At this point of time, the rationale behind adopting "good governance" approach for improving service delivery by Indian Railways needs justifications. It is expected that Indian Railways will remain as a state monopoly, to be controlled and managed by Ministry of Railways and largely guided by political mandate of the ruling political party. Even though this governance structure cannot be changed, for a public service delivery, such as Indian Railways, principles of good governance in all other strategic and operational components can be exercised. Such plausibility makes application of "good governance" principles more acceptable for developing a framework of reform in the organization.


Following this approach, this paper presents an overview describing the situation of the Indian Railways, according to good governance framework. For each principles of good governance, this paper then presents relevant case studies in ICT and e-government to determine their normative relationship to the governance of Indian Railways as an organization and public service.

Approaches to governance

The principles of good governance, adopted by the United Nations Development Program (UNDP), are widely accepted benchmarks. According to UNDP framework, good governance has eight major characteristics - participation, rule of law, transparency, responsiveness, consensus orientation, equity, effectiveness and efficiency, accountability and strategic vision [7]. The Institute of Governance (IOG) has further crystallized these characteristics into five broad principles - legitimacy and voice, strategic vision, performance, accountability and fairness [8]. We have taken IOG's five principles of good governance as the framework of analysis.

Data collection and analysis

Data on the status on these five aspects of governance in Indian Railways was collected from official publications, scholarly literature and social media.
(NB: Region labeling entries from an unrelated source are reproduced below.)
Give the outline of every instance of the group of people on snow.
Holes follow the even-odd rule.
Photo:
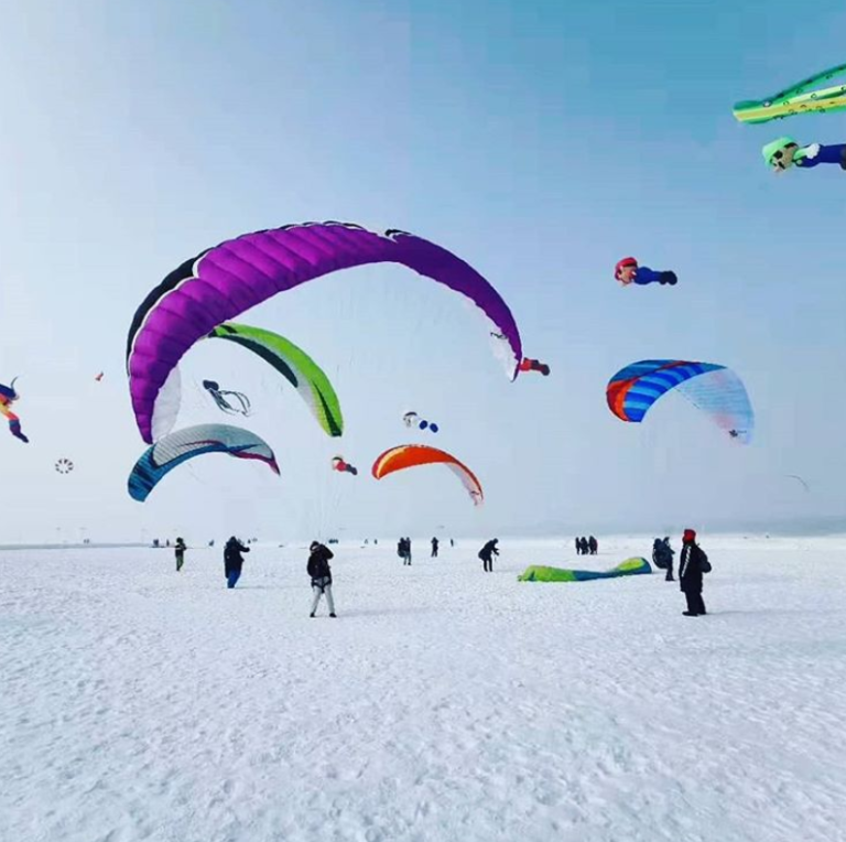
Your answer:
[[[249,543],[249,541],[248,541]],[[455,546],[451,539],[451,546]],[[499,555],[499,539],[492,538],[479,550],[478,557],[482,562],[482,571],[494,572],[494,557]],[[437,557],[437,538],[432,539],[432,558]],[[185,551],[188,549],[182,538],[177,538],[174,546],[174,557],[176,559],[176,572],[178,573],[185,563]],[[239,541],[235,536],[229,538],[224,548],[224,575],[226,586],[235,587],[241,576],[243,568],[243,553],[249,552],[250,548]],[[595,555],[597,552],[596,538],[577,538],[576,551],[581,554]],[[397,553],[403,560],[403,564],[411,564],[411,539],[401,538],[397,544]],[[335,601],[332,595],[332,568],[329,560],[335,558],[332,550],[319,541],[312,541],[308,547],[308,563],[306,571],[311,576],[312,611],[310,616],[314,617],[321,602],[321,597],[326,597],[326,605],[329,609],[329,616],[335,617]],[[670,537],[655,538],[652,543],[652,562],[659,570],[666,571],[665,581],[674,582],[673,561],[675,551],[670,544]],[[693,529],[685,529],[682,536],[682,552],[679,558],[679,583],[687,602],[687,609],[683,612],[685,617],[698,617],[707,614],[705,602],[702,597],[703,576],[712,570],[711,562],[705,551],[696,542],[696,532]]]
[[[596,555],[599,552],[599,542],[590,536],[590,538],[576,538],[576,554],[577,555]]]

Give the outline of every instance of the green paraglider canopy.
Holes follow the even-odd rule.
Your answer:
[[[646,559],[633,558],[610,570],[568,570],[566,568],[545,568],[540,564],[528,566],[518,582],[587,582],[592,579],[618,579],[619,576],[637,576],[651,573],[652,566]]]

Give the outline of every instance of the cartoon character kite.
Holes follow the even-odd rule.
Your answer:
[[[623,285],[628,287],[634,283],[638,287],[646,287],[648,283],[670,284],[675,287],[679,279],[672,271],[655,271],[648,266],[638,266],[633,257],[625,257],[614,268],[614,277]]]
[[[14,380],[18,378],[15,377]],[[20,439],[25,444],[29,444],[29,439],[21,431],[21,420],[11,410],[12,403],[20,398],[20,395],[14,389],[14,380],[11,386],[3,386],[0,384],[0,414],[6,415],[9,421],[9,432],[15,438]]]
[[[824,147],[820,143],[811,143],[800,147],[793,138],[777,138],[768,143],[761,154],[777,174],[781,174],[799,166],[801,170],[810,170],[820,164],[839,164],[840,170],[846,170],[846,143],[833,143]]]

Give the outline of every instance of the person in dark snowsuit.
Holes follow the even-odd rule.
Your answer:
[[[679,557],[679,583],[687,600],[685,617],[707,614],[702,598],[703,574],[711,573],[711,562],[704,550],[696,543],[696,532],[685,529],[682,537],[682,554]]]
[[[185,541],[182,538],[176,539],[176,543],[173,544],[173,555],[176,559],[176,572],[182,570],[182,565],[185,563],[185,550],[188,548],[185,546]]]
[[[665,582],[675,582],[673,579],[673,558],[675,551],[670,546],[670,536],[666,536],[663,540],[655,538],[652,544],[652,561],[659,570],[665,570]]]
[[[494,572],[494,557],[499,555],[499,550],[497,549],[498,543],[499,538],[494,538],[479,550],[479,558],[481,559],[482,569],[486,573]]]
[[[235,587],[241,577],[241,568],[243,565],[243,555],[250,548],[245,547],[235,536],[232,536],[224,547],[224,575],[226,576],[226,586]]]
[[[321,602],[321,596],[326,594],[326,604],[329,606],[329,616],[334,617],[336,614],[335,600],[332,597],[332,569],[329,568],[329,559],[334,559],[335,555],[328,547],[324,547],[319,541],[312,541],[308,551],[310,555],[306,570],[312,577],[312,591],[314,592],[312,613],[308,616],[313,617],[315,615],[317,604]]]

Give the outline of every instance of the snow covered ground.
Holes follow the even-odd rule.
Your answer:
[[[341,544],[338,619],[302,546],[2,552],[0,839],[844,840],[846,539],[703,547],[702,618],[516,581],[571,541]]]

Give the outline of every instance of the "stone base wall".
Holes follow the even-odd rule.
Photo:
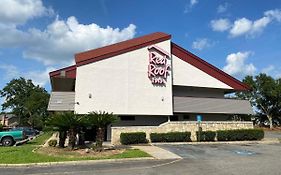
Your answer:
[[[253,122],[246,121],[205,121],[200,126],[203,131],[217,131],[230,129],[252,129]],[[150,133],[167,133],[167,132],[191,132],[191,140],[196,141],[196,131],[198,124],[195,121],[170,121],[159,126],[126,126],[111,128],[111,143],[120,145],[120,134],[130,132],[145,132],[147,139],[150,141]]]

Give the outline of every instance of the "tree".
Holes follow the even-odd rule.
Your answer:
[[[59,147],[63,148],[67,132],[69,135],[69,145],[73,150],[76,142],[76,135],[79,129],[86,125],[86,118],[83,115],[77,115],[73,112],[55,113],[47,120],[47,125],[52,126],[54,130],[59,131]]]
[[[0,91],[0,96],[5,98],[2,110],[11,109],[19,117],[20,125],[34,127],[48,115],[49,94],[44,88],[35,86],[31,80],[23,77],[11,80]]]
[[[266,115],[270,128],[272,128],[273,119],[280,116],[281,112],[281,80],[275,80],[266,74],[259,74],[255,77],[246,76],[243,82],[252,89],[236,93],[237,97],[249,100],[258,114]]]
[[[96,147],[101,149],[104,140],[105,128],[111,123],[116,122],[117,117],[113,115],[113,113],[99,111],[89,113],[87,119],[88,123],[91,123],[92,126],[97,128]]]

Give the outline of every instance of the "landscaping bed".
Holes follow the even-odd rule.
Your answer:
[[[129,148],[106,150],[102,152],[89,150],[89,153],[86,153],[85,149],[71,151],[68,148],[41,147],[51,135],[52,133],[44,133],[38,138],[21,146],[0,147],[0,164],[151,157],[143,151]]]

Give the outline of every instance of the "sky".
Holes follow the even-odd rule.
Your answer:
[[[0,89],[22,76],[50,91],[75,53],[153,32],[237,79],[281,77],[281,0],[0,0]]]

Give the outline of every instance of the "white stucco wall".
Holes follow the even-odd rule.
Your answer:
[[[171,52],[170,40],[156,45]],[[102,110],[117,115],[171,115],[171,75],[166,86],[151,83],[147,74],[147,48],[77,67],[75,102],[79,105],[75,105],[75,112]]]
[[[224,98],[224,92],[225,89],[173,86],[173,95],[176,97]]]
[[[233,89],[173,55],[173,85]]]

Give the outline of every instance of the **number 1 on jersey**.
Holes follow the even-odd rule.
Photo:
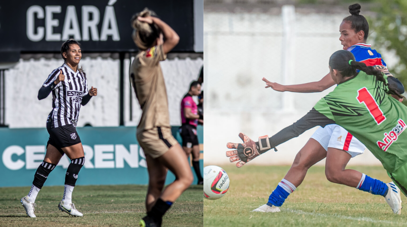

The official publications included annual reports and technical publications of Ministry of Railways and other institutions within the Government of India. Non-official sources included academic reports, scholarly literature. Data from social media like popular websites, blogs and mass media were also included to analyze the trends and methods of participation and voice in the sector. The e-governance approaches to the governance aspect were then presented through relevant case studies. The selection of the case studies was based on the relevance of the project to the context of transport governance and the ability of the project to directly address to the governance issue.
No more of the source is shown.